Straßburg/Wien – Mit starken Bedenken reagiert das UN-Flüchtlingshochkommissariat (UNHCR) auf die Vereinbarungen zwischen der EU und der Türkei zu Flüchtlingen. Sollten diese künftig wie geplant aus Griechenland in die Türkei zurückgeschickt werden, müsse es zumindest Ausnahmen für besonders verletzliche Flüchtlingsgruppen geben, etwa Kranke, Traumatisierte, alleinreisende Frauen mit Kindern und unbegleitete Minderjährige, sagte der UN-Hochkommissar für Flüchtlinge, Filippo Grandi, am Dienstag im EU-Parlament.

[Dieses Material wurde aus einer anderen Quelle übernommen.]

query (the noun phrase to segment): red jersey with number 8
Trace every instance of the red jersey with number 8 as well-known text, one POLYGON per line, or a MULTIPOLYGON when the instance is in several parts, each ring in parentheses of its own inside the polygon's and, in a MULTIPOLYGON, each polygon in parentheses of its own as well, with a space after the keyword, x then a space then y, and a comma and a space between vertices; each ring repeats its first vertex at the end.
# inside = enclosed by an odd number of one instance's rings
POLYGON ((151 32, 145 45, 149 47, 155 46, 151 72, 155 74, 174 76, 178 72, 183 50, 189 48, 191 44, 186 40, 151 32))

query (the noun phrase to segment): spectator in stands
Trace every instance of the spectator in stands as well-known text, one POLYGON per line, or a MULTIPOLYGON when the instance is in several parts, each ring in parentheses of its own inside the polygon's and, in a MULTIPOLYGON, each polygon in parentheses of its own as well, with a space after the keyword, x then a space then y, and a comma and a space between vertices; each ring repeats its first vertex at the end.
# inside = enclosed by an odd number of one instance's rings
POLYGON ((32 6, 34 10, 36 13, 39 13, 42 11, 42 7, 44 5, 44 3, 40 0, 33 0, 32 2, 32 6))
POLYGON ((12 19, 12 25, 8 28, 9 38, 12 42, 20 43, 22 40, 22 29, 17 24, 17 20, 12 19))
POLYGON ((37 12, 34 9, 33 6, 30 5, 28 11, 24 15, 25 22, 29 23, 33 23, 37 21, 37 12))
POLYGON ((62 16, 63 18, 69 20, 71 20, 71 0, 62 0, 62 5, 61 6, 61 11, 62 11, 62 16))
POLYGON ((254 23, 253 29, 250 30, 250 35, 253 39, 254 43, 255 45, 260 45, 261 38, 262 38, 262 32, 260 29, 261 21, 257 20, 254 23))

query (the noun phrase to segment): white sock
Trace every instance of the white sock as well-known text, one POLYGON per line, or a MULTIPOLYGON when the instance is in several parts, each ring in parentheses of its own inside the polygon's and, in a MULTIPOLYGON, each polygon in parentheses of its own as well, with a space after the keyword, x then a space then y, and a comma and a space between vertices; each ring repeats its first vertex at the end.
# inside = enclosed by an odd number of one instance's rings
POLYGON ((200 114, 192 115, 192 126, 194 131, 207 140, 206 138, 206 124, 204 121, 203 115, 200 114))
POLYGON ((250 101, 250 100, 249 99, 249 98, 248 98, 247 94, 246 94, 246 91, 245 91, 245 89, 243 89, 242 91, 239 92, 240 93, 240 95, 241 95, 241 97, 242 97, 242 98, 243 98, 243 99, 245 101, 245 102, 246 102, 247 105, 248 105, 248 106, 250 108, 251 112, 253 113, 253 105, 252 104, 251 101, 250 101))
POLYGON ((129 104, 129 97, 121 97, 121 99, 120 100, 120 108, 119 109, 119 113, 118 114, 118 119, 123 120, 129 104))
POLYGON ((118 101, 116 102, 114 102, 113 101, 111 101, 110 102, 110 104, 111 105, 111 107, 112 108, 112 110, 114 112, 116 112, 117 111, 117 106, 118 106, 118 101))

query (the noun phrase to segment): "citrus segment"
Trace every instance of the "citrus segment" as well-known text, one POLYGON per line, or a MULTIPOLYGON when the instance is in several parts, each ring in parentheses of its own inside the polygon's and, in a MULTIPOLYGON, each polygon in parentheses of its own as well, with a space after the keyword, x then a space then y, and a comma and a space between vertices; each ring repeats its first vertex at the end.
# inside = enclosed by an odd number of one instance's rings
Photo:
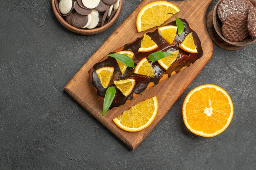
POLYGON ((170 18, 172 13, 175 14, 180 11, 176 5, 164 1, 155 1, 144 6, 137 16, 136 26, 138 32, 159 26, 170 18))
POLYGON ((173 55, 166 57, 159 60, 157 60, 157 62, 159 64, 166 70, 177 59, 177 56, 179 54, 179 50, 171 51, 170 53, 172 54, 173 55))
POLYGON ((158 109, 157 98, 155 96, 132 106, 113 121, 123 130, 137 132, 151 124, 155 118, 158 109))
POLYGON ((154 70, 146 58, 141 60, 135 67, 134 73, 150 77, 155 76, 154 70))
POLYGON ((131 93, 135 85, 135 80, 133 78, 115 81, 114 83, 121 92, 127 97, 131 93))
POLYGON ((173 42, 177 32, 177 27, 173 25, 162 26, 158 28, 158 33, 170 44, 173 42))
POLYGON ((104 67, 95 71, 102 86, 105 89, 108 86, 114 70, 112 67, 104 67))
POLYGON ((234 114, 227 93, 214 85, 199 86, 186 97, 182 107, 183 120, 192 133, 202 136, 216 136, 227 129, 234 114))
MULTIPOLYGON (((124 54, 129 57, 131 59, 132 59, 133 57, 133 56, 134 56, 134 53, 130 51, 121 51, 116 52, 116 53, 124 54)), ((119 60, 116 60, 117 62, 117 64, 118 64, 119 68, 120 68, 120 70, 121 70, 121 72, 122 73, 122 74, 124 73, 124 72, 125 72, 125 70, 126 70, 126 69, 127 68, 127 67, 128 66, 127 66, 127 65, 126 65, 123 63, 121 63, 120 61, 119 61, 119 60)))
POLYGON ((144 37, 140 44, 140 48, 138 51, 140 52, 148 52, 158 47, 158 46, 152 40, 148 35, 144 34, 144 37))
POLYGON ((193 38, 192 33, 189 33, 179 46, 185 51, 191 53, 197 53, 198 52, 193 38))

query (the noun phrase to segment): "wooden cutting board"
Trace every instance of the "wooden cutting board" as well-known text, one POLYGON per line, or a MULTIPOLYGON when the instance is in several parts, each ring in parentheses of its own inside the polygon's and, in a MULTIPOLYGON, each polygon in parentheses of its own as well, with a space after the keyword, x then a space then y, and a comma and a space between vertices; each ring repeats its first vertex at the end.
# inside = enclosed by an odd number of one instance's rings
MULTIPOLYGON (((202 42, 204 55, 189 68, 144 92, 141 95, 139 95, 130 102, 109 111, 104 116, 102 116, 103 103, 92 87, 88 71, 94 64, 110 52, 142 36, 144 33, 138 33, 136 29, 137 15, 143 6, 155 1, 143 0, 88 60, 64 88, 78 102, 132 150, 137 148, 164 116, 204 68, 213 54, 213 43, 205 26, 206 11, 212 0, 172 2, 180 9, 177 16, 186 19, 198 34, 202 42), (155 95, 158 99, 158 112, 153 122, 146 129, 137 132, 126 132, 119 129, 112 121, 113 119, 122 114, 132 106, 155 95)), ((173 20, 173 18, 171 17, 166 22, 173 20)))

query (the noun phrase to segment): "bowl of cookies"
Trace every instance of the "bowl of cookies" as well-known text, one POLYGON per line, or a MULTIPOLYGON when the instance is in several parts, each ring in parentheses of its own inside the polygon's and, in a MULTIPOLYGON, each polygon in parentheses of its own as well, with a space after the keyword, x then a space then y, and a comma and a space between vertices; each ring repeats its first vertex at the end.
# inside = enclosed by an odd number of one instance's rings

Türkei müsse Schutz übernehmen

Desgleichen müsse geklärt sein, dass mit der Rückkehr auch die rechtliche Verantwortung für den Schutz der Flüchtlinge auf die Türkei übergehe. Dazu brauchte es jedoch eine eigene Vereinbarung, denn bis dato gewährt die Türkei außereuropäischen Flüchtlingen keinen vollen Schutz laut Genfer Flüchtlingskonvention – und somit auch keinen Zugang zu ordentlichen Asylverfahren.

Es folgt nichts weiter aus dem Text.